In the genealogy, world privacy should be one of our utmost concerns, especially that of our living family and selves. Recently, a post has been circulating the genealogical social media circles about a particular website. by the name of FamilyTreeNow.
The text of the message reads:
“I’m sharing this because the amount of information available to anyone through a basic search on FamilytreeNow is scary. I checked it out for myself and my family, and it was true. This article gives information on how to opt-out of having your information available.”
This particular genealogical website has been catching flak by mining other public websites for information not only about deceased individuals, but those still living. In fact, when I went to check on my name, it came up with my married and maiden name and address’s I’ve resided in.
This was a huge RED flag for me so I decided to do a little more digging. The company currently sits at a C+ on the Better Business Bureau’s website with 15 registered complaints against the company. This business has only been open for three short years and the complaints range mostly along the lines of the social media post being shared in genealogical circles.
What can we do?
FIRST, of all register your complaints with the Better Business Bureau. The more we can let business accreditation websites know of our issues, the more this issue can be brought to light, the more we can discuss as genealogists what privacy means.
SECOND. Use the websites opt-out features and to remove your information for no charge.
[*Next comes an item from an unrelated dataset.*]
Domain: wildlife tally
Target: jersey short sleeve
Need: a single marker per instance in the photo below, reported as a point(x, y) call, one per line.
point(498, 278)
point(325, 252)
Remember, anytime you use a website to check their terms and conditions, as many of them include clauses that will allow them to release public information for companies to mine. This is a great article by Ken Gagne, former editor of ComputerWorld, that explains how to get your information off of these aggregator type websites. If you are looking for directions specifically for FamilyTreeNow, click here for an article by Christine Otten.
THIRD. Be more aware of these issues as you move forward in your genealogical research. Be sure to be respectful of the privacy of living individuals as you move forward.